>'Upcycling', 2019's top word
The Cambridge Dictionary has named "upcycling", the making of new items out of old or used things, as its Word of the Year 2019.
The number of times upcycling has been looked up on the Cambridge Dictionary website has risen 181% since December 2011, when it was first added to the online dictionary, and searches have doubled in the last year alone.
"We think it's the positive idea behind upcycling that appeals more than the word itself," said Wendalyn Nichols, publishing manager of the Cambridge Dictionary. "Stopping the progression of climate change, let alone reversing it, can seem impossible at times. Upcycling is a concrete action a single human being can take to make a difference.

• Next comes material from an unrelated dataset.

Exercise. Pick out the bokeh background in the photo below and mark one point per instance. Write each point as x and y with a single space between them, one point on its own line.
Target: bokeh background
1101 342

>Prince's rebuttal a PR crash
Prince Andrew's attempt to explain away his friendship with pedophile financier Jeffrey Epstein in a high-profile TV interview degenerated into a public relations catastrophe.

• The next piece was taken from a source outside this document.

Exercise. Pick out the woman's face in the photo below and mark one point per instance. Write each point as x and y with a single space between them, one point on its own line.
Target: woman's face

During an interview with BBC Newsnight's Emily Maitlis on Saturday night, the prince insisted he had not had sex with any women trafficked by Epstein.
But he confirmed that he had flown on Epstein's now notorious jet, nicknamed the Lolita Express, and stayed on his private island and at his home in Palm Beach, as well as at his New York mansion.

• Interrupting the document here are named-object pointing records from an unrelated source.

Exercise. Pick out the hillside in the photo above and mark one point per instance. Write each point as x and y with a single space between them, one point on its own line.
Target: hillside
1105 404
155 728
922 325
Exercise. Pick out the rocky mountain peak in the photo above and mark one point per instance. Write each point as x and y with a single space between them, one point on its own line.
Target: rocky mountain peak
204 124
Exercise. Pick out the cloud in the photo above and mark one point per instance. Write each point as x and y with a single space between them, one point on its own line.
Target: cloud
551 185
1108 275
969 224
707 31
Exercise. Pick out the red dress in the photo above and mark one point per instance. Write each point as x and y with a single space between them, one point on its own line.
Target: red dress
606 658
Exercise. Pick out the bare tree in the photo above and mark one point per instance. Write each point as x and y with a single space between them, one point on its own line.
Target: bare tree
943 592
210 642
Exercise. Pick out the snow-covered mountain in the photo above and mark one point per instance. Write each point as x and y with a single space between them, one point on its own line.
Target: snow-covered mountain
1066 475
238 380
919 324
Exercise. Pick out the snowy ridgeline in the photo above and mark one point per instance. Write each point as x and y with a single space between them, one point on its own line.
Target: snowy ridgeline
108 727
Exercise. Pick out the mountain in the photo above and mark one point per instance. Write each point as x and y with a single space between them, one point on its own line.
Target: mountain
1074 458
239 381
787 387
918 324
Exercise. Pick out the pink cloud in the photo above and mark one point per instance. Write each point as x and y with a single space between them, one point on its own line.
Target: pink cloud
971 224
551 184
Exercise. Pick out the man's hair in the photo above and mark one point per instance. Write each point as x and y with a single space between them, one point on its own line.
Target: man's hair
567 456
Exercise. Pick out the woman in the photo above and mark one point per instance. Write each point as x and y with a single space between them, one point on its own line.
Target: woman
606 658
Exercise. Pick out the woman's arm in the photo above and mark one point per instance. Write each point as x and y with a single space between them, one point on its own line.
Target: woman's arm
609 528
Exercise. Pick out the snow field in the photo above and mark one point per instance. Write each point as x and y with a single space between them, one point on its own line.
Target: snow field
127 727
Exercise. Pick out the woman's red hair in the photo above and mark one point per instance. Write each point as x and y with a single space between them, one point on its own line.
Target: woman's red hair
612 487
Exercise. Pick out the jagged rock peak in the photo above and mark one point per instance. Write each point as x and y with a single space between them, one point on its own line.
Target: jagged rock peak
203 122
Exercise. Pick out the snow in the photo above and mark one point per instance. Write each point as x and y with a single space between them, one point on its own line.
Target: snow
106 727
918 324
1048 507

A photograph of the prince with his arm around the waist of a 17-year-old victim has been widely circulated, but the prince repeatedly said in his interview he had "no recollection of that photograph ever being taken".
His rambling and contradictory explanations sparked near-universal condemnation from viewers.
>China top in supercomputers
China boasts 228 supercomputers, the most in the world, and has extended its lead in numbers, while shrinking the gap in aggregate performance with the US, Top500.org said in its latest top 500 list released on Monday.
The number of installations in China has remained number one for the fifth time in a row, up from 219 six months ago.
Meanwhile, the share of US-based systems remains near its all-time low at 117.
However, as per the top 500 list, the systems in the US are on average significantly larger, which translated to a 37.8% share of the list's aggregate performance.
China is behind with a 31.9% performance share.
>Global debt hits new record
Global debt has hit a high of more than $250 trillion, and is ballooning toward a new record of $255 trillion by year's end - equivalent to over $32,500 for every person on the planet, according to a report by the Institute of International Finance.
The debt, which is more than three times the size of the world's annual economic output, grew by $7.5 trillion in the first half of the year and showed no sign of slowing.
As reported, government debt underwent the biggest rise in the first half of 2019 with a 1.5% increase. Non-financial companies followed, advancing 1%.
According to the institute, the rise in debt levels came as a result of a deepening in global bond markets, which have increased from $87 trillion in 2009 to over $115 trillion in mid-2019.